Un juge de la capitale Ankara a décidé, le 28 août, de suspendre l’accès au site en turc de la chaîne publique américaine Voice of America, pour ‘diffusion sans licence’, répondant ainsi favorablement à la demande du Conseil supérieur de l’audiovisuel turc (RTÜK). Une semaine auparavant, le RTÜK, chargé de la surveillance des sites d’informations, avait mis en demeure le média en ligne et réclamé le versement des frais de licence sous 72 heures.
L’affaire a été portée devant la Cour constitutionnelle par deux défenseurs de la liberté d’expression et professeurs de droit, Yaman Akdeniz et Kerem Altiparmak, qui, en qualité d’usagers, arguait que le droit à l’information a été violé.

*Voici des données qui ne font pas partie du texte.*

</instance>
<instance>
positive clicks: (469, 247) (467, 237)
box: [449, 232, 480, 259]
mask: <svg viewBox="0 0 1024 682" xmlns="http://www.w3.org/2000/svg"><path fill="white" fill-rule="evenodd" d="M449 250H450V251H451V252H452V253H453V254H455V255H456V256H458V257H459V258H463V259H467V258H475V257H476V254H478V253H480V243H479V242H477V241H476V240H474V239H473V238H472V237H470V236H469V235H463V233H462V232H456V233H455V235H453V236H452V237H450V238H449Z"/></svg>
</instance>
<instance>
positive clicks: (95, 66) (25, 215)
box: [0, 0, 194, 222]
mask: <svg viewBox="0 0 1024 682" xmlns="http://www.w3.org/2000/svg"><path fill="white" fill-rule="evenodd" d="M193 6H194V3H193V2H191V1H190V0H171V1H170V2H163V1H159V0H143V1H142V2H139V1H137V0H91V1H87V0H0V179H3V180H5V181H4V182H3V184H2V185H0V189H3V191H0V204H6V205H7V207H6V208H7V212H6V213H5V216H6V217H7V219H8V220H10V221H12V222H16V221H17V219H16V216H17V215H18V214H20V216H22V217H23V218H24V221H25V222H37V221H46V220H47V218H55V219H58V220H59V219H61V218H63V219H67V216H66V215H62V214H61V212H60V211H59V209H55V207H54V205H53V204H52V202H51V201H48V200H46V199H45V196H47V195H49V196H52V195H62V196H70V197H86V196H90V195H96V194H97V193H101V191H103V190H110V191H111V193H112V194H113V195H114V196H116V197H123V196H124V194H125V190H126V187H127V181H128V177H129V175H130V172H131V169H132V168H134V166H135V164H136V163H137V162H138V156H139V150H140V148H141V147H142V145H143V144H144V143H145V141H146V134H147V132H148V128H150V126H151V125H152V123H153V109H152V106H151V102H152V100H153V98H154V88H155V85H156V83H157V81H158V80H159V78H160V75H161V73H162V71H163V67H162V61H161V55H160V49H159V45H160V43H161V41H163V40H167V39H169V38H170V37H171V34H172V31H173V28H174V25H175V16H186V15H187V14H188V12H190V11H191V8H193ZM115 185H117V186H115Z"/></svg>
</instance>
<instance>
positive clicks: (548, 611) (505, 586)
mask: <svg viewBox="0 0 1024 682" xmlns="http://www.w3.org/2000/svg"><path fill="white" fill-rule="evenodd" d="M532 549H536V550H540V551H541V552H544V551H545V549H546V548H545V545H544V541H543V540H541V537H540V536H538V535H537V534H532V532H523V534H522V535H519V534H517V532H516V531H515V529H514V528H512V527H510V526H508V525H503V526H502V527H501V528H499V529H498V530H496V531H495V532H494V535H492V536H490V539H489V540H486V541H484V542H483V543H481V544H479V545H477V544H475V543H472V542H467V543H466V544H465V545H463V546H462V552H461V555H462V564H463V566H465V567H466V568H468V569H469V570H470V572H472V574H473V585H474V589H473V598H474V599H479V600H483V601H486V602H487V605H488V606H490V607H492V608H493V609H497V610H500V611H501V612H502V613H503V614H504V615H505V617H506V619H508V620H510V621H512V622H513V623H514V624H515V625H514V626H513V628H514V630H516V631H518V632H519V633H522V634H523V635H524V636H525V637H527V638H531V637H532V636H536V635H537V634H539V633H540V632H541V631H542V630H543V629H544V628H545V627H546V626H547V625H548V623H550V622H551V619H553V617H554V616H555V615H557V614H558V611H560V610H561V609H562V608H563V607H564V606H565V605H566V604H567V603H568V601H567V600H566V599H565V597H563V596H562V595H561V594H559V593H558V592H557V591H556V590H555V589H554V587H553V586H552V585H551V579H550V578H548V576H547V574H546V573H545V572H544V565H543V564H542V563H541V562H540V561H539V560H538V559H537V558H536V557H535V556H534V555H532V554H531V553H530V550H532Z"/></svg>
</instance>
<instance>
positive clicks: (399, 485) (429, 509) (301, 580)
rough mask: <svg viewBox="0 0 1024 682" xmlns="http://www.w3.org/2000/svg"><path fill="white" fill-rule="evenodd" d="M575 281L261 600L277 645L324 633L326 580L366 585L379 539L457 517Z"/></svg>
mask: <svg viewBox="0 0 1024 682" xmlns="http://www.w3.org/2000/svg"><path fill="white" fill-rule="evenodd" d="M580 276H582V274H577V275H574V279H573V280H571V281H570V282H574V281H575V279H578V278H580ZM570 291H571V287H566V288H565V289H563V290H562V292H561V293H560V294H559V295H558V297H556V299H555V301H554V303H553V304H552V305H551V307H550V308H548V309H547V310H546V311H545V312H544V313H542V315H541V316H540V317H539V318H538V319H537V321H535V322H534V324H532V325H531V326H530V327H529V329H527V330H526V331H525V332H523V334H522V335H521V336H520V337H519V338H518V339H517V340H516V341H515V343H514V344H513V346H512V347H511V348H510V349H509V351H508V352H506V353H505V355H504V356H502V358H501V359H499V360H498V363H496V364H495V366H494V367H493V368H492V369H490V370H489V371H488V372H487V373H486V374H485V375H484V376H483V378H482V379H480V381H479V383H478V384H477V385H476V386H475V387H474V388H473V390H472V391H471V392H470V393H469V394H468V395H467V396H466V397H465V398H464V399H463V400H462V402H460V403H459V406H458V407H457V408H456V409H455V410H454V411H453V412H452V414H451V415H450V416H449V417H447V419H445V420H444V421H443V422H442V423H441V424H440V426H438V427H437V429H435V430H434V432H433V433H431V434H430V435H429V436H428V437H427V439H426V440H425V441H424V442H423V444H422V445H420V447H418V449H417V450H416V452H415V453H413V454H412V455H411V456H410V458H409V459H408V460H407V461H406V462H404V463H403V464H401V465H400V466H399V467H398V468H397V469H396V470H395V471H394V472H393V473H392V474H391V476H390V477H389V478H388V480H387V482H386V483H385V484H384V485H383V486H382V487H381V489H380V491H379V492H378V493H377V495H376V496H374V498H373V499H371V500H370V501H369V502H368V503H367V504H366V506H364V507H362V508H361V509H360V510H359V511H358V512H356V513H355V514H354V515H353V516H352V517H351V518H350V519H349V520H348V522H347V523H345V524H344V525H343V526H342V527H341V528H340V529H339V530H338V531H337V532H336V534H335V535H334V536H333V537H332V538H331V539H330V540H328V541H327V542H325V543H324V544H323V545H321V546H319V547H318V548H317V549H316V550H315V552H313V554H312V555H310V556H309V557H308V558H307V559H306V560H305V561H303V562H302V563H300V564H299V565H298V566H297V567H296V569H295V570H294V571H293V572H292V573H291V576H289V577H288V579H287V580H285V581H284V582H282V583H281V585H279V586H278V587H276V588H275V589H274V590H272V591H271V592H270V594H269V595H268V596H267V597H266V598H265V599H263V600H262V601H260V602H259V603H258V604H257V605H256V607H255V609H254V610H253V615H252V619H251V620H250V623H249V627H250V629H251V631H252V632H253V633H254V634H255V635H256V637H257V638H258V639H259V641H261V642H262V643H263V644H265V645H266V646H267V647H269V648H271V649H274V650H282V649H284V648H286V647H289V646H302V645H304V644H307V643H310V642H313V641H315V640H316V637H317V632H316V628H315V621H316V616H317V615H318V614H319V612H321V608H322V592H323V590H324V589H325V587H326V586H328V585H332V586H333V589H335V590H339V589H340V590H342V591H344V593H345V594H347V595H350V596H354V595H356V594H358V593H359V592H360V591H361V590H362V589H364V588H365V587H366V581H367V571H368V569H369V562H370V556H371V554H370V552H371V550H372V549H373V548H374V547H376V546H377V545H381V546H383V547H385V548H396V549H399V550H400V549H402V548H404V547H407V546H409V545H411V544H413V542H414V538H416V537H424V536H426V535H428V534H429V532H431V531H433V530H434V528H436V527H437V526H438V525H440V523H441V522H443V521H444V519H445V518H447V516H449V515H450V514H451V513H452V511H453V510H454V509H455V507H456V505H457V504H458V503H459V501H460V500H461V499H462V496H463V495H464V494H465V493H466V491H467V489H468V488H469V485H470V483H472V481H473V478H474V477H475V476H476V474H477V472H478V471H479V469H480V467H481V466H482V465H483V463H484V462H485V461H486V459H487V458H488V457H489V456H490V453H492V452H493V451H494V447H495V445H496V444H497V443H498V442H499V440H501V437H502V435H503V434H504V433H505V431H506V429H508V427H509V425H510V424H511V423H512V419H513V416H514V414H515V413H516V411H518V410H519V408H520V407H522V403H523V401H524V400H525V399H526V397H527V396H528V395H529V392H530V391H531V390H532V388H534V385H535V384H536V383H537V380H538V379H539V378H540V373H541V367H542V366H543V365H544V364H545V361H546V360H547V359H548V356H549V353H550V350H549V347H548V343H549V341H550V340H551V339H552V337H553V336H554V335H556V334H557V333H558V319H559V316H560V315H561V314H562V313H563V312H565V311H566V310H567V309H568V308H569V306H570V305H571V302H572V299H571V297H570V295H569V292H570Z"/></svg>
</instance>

Cette haute cour n’a, à ce jour, pas rendu sa décision. Elle pourrait constater et condamner une ‘violation de la Constitution’ et mettre en cause la procédure de licence.
“Après avoir considérablement affaibli les chaînes nationales critiques en leur infligeant des amendes arbitraires, le RTÜK impose des décisions abusives aux sites d’information internationaux. Tant que ce conseil ne sera pas doté d’un statut indépendant, il servira d’instrument de censure du pouvoir.”
Erol Onderoglu
Représentant de RSF en Turquie
Le 21 février 2022, le RTÜK a une première fois mis en demeure les sites turcophones de Voice of America (VOA), Deutsche Welle (DW) et Euronews, les sommant d’entamer les démarches d’octroi de licences pour la diffusion de leurs émissions en Turquie. Le directeur général de DW, Peter Limbourg, déclarait, sur le site du média en ligne, qu’il ne répondrait pas à cette demande arguant publiquement que, selon lui, c’est “le contenu journalistique lui-même” qui est dans le viseur des autorités qui a désormais “la possibilité de bloquer l'ensemble du service sur la base d’articles critiques, à moins que ces contenus ne soient supprimés. Cela ouvre la voie à la censure”.

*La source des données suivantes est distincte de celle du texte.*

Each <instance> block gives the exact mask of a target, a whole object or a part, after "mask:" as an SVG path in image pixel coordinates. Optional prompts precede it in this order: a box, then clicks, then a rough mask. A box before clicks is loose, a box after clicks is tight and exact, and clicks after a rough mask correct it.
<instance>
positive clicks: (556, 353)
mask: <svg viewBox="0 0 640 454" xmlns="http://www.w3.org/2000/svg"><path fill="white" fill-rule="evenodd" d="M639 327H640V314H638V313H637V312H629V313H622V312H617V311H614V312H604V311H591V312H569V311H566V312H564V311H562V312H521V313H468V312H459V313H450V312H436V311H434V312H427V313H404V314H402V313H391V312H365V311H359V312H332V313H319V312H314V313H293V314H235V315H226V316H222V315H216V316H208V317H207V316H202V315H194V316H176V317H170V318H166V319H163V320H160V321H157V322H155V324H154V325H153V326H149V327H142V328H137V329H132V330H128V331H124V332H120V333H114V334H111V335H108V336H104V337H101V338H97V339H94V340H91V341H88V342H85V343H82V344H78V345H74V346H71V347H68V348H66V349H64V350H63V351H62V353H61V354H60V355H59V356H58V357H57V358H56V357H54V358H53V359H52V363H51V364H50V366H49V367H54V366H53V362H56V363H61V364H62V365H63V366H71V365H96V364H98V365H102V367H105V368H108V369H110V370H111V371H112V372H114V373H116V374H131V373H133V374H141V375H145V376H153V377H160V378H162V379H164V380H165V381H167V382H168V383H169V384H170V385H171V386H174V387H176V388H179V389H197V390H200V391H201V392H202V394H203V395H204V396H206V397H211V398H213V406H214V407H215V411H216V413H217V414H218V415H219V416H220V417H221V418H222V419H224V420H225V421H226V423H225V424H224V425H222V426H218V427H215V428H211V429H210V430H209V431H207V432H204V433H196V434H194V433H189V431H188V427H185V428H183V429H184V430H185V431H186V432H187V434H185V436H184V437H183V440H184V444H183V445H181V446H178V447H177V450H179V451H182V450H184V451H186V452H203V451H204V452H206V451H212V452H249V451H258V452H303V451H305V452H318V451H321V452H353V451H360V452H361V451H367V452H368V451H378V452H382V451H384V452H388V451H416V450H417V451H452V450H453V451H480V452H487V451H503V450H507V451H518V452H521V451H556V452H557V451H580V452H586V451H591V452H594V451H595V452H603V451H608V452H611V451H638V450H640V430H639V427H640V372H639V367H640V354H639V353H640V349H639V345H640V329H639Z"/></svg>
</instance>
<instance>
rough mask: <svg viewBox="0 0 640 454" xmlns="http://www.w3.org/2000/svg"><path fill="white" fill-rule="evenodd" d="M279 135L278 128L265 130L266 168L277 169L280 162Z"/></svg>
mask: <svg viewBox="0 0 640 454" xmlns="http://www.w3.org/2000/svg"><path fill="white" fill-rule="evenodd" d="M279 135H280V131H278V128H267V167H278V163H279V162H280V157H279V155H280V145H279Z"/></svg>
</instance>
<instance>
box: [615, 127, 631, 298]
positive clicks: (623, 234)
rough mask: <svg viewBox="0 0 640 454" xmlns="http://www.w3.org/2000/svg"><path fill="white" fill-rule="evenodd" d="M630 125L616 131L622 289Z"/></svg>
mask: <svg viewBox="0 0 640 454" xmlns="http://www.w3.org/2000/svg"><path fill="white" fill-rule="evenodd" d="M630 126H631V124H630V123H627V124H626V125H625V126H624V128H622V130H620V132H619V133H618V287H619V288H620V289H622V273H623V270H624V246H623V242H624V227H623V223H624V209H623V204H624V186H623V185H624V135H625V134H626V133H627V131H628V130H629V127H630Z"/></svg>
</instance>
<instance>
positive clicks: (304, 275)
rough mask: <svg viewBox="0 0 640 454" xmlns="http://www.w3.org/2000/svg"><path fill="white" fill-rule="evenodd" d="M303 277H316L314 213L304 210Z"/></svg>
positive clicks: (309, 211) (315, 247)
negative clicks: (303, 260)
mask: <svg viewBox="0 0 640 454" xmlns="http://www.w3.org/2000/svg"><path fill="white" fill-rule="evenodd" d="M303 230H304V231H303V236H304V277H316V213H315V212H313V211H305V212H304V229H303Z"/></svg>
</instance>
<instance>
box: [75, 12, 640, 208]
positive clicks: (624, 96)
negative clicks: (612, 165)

Les médias internationaux dans le viseur du RTÜK
Cette crainte des médias internationaux envers le RTÜK n’est pas infondée. Les médias locaux ont déjà fait l’objet d’usage abusif des mécanismes de régulation et de répression octroyés à ce conseil. En 2022, le RTÜK a interrompu la diffusion de 217 programmes et infligé pas moins de 603 amendes à des médias radiophoniques et télévisés, d’après le site d’information Bianet, partenaire de RSF en Turquie. Les chaînes critiques du pouvoir, telles que Halk TV, Tele1, KRT TV ou encore Fox TV, ont été les plus durement sanctionnées.

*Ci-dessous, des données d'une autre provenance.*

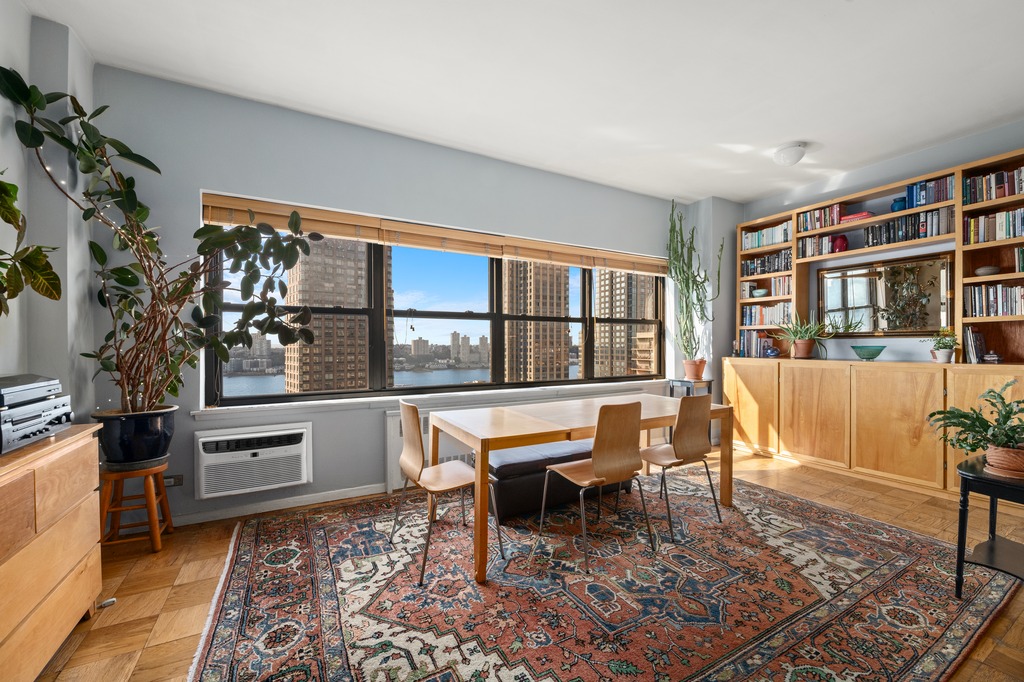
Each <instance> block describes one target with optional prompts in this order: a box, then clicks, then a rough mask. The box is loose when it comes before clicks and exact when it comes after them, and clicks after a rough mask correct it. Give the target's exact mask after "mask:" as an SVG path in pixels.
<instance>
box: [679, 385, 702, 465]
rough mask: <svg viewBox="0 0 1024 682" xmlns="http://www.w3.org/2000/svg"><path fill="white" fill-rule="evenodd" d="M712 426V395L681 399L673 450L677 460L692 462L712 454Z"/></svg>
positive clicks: (679, 407)
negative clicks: (688, 460)
mask: <svg viewBox="0 0 1024 682" xmlns="http://www.w3.org/2000/svg"><path fill="white" fill-rule="evenodd" d="M709 424H711V395H684V396H683V397H681V398H679V413H678V414H677V415H676V428H675V429H674V430H673V431H672V449H673V451H675V453H676V459H679V460H690V459H695V458H699V457H702V456H705V455H707V454H708V453H710V452H711V438H709V437H708V425H709Z"/></svg>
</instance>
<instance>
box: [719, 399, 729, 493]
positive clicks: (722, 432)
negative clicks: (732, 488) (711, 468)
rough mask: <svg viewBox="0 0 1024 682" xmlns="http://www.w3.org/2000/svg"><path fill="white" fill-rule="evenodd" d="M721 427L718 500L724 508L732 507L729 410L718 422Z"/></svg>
mask: <svg viewBox="0 0 1024 682" xmlns="http://www.w3.org/2000/svg"><path fill="white" fill-rule="evenodd" d="M719 426H720V427H721V429H720V431H721V435H720V436H719V439H720V441H721V446H720V457H721V466H720V468H719V473H720V476H719V484H718V486H719V500H720V501H721V503H722V505H723V506H725V507H731V506H732V411H731V410H730V411H729V412H727V413H726V414H725V415H723V416H722V417H721V418H720V420H719Z"/></svg>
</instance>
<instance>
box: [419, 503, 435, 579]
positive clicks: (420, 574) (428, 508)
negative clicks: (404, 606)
mask: <svg viewBox="0 0 1024 682" xmlns="http://www.w3.org/2000/svg"><path fill="white" fill-rule="evenodd" d="M427 519H428V520H427V542H426V544H424V546H423V562H422V563H420V583H419V585H420V587H423V574H424V573H425V572H426V570H427V553H428V552H430V532H431V531H432V530H433V529H434V496H433V495H431V494H429V493H427Z"/></svg>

Créé en 1994 pour réguler le secteur audiovisuel privé, ce conseil est composé de neuf membres, parmi lesquels d’anciens journalistes ou fonctionnaires d’Etat, proposés par les partis politiques représentés au Parlement à proportion du nombre de sièges qu’ils disposent à l'Assemblée nationale. Il est alors aujourd’hui dominé par l’alliance gouvernementale (AKP–MHP).
Ces quatre dernières années, le rôle du RTÜK vis-à-vis des plateformes et médias internationaux s’est renforcé. Depuis le 1er septembre 2019 et l’instauration d’un règlement relatif aux “Services de radio, de télévision et de médias à la demande via l'environnement Internet”, les médias internationaux sont légalement soumis à la surveillance du RTÜK et à l’obligation de demander une licence pour pouvoir émettre depuis la Turquie.
En 2020, l’encadrement est devenu plus strict. Un amendement oblige les plateformes numériques ayant plus d’un million d’utilisateurs en Turquie à désigner un représentant légal sur le territoire, sous peine de diverses sanctions telles que des amendes, une interdiction de diffuser de la publicité ou en dernier ressort, la restriction de leur bande passante.